Os números da desafinação

Interpretação:

  • Todos os pacientes com EA+IA moderadas diferiram significativamente dos controles e das valvopatias moderadas isoladas (p < 0.01).
  • O GLS, LASr e AV-S da MMAVD foram iguais aos das valvopatias graves isoladas (p > 0.05).
  • Nenhuma diferença em FEVE, as alterações são subclínicas, mecânicas e precoces.

Conclusão numérica: o dueto “moderado” já desafina como um coração com valvopatia grave, só que sem sintomas.

O que o AV-S e a razão LA/VE realmente mostram

  • O GLS VE é a força da primeira voz, a contração e o relaxamento longitudinal.
  • O LASr é a flexibilidade da segunda voz, a complacência atrial.
  • O AV-S é o quanto as duas vozes ainda se escutam e respondem uma à outra.
  • A razão LA/VE mede o equilíbrio de palco, se um cresce demais, o som distorce.

Na MMAVD, o AV-S despencou para 47 ± 7%, igual ao de EA ou IA graves, e o LA/VE caiu para 0.9, abaixo dos padrões dos corações estruturalmente normais, mostrando que o volume ventricular predomina e já domina o compasso.
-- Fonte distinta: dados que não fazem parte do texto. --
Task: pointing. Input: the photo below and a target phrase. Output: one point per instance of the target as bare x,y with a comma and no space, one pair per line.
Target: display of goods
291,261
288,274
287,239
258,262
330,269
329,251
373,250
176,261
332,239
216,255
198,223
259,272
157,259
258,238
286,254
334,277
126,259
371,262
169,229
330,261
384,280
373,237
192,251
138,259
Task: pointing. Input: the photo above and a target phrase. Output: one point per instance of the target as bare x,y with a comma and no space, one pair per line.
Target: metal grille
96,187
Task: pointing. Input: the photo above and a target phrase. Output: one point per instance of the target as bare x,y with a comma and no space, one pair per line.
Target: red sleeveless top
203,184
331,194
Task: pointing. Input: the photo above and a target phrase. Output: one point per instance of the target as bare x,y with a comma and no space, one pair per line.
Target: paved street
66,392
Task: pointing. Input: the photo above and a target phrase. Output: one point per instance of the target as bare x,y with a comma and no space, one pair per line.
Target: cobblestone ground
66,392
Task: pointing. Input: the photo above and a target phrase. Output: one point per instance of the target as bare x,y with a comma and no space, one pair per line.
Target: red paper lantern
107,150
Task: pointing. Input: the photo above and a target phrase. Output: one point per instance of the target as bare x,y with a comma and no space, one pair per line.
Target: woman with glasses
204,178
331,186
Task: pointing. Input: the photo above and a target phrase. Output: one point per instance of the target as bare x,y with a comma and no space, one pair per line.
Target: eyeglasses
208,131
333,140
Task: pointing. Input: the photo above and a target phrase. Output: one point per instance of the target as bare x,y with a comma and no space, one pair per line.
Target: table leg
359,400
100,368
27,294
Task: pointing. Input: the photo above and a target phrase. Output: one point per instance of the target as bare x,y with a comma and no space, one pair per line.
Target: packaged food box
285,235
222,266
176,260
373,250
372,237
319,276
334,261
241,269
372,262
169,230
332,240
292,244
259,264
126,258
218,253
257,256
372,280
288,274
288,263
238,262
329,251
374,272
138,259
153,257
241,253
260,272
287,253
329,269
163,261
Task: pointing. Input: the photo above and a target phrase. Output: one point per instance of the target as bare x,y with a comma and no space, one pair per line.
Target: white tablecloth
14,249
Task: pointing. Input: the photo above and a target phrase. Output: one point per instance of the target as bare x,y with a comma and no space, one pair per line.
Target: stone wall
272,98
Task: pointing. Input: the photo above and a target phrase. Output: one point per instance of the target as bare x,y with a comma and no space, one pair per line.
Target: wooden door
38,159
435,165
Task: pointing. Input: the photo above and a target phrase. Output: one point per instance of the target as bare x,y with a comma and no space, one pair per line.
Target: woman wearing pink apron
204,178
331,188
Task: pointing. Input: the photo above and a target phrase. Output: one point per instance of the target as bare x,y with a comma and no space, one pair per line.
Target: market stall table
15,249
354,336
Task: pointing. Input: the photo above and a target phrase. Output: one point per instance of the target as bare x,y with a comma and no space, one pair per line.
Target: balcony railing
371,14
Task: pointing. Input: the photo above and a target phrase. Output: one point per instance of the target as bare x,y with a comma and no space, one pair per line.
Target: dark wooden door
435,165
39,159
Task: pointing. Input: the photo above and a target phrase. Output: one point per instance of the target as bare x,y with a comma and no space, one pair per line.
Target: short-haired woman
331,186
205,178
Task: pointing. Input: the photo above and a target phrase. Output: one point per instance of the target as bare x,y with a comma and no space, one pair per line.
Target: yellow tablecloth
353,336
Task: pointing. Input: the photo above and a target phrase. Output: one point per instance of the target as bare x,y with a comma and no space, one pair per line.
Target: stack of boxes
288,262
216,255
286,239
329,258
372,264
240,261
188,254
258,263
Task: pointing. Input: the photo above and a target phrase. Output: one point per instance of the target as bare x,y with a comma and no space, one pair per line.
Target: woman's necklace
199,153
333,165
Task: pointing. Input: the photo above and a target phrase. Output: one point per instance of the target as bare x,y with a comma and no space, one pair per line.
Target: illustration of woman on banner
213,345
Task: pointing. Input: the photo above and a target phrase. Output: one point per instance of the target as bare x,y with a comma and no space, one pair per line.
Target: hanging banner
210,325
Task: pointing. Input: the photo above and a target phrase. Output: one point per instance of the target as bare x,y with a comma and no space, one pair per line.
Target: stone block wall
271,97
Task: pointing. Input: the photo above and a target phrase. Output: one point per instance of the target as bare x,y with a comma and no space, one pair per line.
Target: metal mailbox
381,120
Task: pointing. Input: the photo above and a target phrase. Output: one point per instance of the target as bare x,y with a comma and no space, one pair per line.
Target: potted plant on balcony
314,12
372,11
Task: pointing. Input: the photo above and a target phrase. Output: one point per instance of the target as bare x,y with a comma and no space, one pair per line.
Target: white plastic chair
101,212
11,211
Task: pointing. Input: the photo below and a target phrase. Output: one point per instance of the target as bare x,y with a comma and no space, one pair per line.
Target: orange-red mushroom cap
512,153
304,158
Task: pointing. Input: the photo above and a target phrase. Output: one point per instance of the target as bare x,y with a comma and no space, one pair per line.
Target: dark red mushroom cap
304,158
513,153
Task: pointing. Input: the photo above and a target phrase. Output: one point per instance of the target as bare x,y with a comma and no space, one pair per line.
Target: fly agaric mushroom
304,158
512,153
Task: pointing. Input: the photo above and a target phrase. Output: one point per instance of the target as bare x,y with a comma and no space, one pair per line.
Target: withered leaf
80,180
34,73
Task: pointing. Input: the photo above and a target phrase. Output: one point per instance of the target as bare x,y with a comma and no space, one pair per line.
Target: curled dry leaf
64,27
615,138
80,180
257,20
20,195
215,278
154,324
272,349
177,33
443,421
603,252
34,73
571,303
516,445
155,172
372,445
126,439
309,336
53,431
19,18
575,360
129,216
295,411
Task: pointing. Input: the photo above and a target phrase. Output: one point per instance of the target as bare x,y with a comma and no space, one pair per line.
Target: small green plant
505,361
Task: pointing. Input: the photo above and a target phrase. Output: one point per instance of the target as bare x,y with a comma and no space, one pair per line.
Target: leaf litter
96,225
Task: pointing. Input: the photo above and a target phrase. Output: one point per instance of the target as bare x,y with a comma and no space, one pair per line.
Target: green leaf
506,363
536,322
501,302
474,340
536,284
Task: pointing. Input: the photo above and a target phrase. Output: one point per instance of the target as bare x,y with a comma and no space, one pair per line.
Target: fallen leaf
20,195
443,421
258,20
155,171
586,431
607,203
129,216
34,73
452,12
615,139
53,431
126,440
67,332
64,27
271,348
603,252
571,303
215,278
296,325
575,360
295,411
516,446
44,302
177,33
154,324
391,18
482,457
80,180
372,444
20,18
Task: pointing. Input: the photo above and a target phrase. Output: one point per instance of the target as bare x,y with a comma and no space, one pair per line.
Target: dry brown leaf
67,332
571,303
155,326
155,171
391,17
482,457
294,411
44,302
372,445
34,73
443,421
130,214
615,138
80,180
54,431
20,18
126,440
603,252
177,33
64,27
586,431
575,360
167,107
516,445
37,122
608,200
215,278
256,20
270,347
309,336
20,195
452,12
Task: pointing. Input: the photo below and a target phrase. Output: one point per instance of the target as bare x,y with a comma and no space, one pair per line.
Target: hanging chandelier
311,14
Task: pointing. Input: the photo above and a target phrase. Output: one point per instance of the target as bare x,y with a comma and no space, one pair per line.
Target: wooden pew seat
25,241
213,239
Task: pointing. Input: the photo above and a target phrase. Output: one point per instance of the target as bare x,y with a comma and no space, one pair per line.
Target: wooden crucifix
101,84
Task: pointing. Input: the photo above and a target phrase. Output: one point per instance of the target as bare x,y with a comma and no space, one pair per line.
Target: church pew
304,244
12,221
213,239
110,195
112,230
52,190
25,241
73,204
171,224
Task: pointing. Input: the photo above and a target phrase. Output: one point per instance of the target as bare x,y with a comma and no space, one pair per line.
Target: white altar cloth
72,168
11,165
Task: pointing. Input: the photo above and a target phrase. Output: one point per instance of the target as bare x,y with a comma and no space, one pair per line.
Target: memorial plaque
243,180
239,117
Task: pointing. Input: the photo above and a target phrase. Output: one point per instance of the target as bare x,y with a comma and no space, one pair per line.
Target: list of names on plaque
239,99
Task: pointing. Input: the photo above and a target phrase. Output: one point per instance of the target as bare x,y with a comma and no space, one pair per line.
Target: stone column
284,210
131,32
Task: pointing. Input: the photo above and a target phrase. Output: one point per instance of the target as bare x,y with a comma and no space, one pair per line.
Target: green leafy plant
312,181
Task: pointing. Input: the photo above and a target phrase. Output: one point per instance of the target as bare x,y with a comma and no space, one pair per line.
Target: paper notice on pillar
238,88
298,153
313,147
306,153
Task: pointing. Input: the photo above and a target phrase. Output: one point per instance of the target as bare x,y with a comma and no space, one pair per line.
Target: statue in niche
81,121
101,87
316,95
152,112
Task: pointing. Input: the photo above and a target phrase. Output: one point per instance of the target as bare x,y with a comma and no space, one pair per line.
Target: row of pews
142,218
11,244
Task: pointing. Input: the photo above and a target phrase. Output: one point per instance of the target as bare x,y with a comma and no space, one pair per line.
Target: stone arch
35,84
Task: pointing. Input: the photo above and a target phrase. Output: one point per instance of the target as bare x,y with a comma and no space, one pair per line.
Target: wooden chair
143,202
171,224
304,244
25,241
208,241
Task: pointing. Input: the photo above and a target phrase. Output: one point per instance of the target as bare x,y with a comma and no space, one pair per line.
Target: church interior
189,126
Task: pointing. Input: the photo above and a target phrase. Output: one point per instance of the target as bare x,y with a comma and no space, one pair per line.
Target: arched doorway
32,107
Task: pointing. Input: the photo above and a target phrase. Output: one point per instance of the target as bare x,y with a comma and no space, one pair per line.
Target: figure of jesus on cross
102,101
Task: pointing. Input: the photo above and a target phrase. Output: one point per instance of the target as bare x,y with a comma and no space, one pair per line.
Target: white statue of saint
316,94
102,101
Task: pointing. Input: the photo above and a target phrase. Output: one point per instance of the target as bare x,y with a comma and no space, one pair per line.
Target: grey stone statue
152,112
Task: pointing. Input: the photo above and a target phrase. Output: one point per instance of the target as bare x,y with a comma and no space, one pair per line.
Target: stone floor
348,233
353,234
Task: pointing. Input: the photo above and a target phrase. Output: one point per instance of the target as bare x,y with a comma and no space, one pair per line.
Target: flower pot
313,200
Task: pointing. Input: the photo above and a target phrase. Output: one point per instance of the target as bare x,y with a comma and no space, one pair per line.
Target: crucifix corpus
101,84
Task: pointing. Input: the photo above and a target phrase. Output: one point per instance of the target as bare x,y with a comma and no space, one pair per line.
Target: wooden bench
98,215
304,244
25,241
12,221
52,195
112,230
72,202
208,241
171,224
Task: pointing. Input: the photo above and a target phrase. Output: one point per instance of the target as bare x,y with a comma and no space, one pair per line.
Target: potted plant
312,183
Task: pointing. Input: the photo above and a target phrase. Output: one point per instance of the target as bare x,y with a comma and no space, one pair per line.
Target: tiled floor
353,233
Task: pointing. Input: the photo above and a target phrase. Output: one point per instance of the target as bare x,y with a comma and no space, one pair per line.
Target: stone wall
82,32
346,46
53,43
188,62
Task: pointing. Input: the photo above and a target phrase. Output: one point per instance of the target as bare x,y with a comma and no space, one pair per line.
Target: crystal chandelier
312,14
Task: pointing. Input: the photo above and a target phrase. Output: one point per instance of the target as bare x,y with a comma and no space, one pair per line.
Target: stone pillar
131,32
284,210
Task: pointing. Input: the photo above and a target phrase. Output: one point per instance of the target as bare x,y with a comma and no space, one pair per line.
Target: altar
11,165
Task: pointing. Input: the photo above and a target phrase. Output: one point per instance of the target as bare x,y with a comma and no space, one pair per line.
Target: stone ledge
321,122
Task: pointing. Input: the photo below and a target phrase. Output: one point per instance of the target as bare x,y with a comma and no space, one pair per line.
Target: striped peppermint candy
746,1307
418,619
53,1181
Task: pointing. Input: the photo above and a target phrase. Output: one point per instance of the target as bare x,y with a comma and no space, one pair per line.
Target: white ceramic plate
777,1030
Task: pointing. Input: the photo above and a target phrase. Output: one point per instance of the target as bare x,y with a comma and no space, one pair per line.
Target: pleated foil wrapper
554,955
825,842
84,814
O dueto parecia “moderado”, mas cantava fora do tom como o dos graves.

 

“As diretrizes ainda não sabem lidar com a doença aórtica mista. Nenhum parâmetro clássico traduz o peso hemodinâmico combinado. O acoplamento atrioventricular pode ser o novo mapa para entender quando a música do coração começa a sair do ritmo.”

A mensagem prática

  • Todos os pacientes eram assintomáticos e tinham FEVE ≥50%, mas já exibiam disfunção de acoplamento semelhante à das formas graves.
  • O strain detectou remodelamento silencioso — a fadiga do miocárdio antes da queda da fração de ejeção:
  • Um AV-S < 50% e LASr < 30% identificam o início dessa desafinação.
  • A razão LA/VE < 1 sinaliza desequilíbrio estrutural, com dilatação ventricular predominante.
  • Em outras palavras: moderada + moderada = desafinação grave.

A moral do dueto:

O átrio e o ventrículo são dois cantores afinados há uma vida. A Estenose aórtica aperta o microfone, a Insuficiência Aórtica devolve o eco. O coração ainda canta, mas já não canta junto.

“O Strain é o ouvido sensível que detecta o primeiro sinal de desafinação. O AV-S é o afinador que revela quando a harmonia acabou.”

Literatura Sugerida: 

1 – Sooriyakanthan M, Graham FJ, Ho N, Leong-Poi H, Tsang W. Alterations in left atrial and left ventricular coupling in mixed aortic valve disease. Eur Heart J Cardiovasc Imaging. 2024 Nov 27;25(12):1652-1660.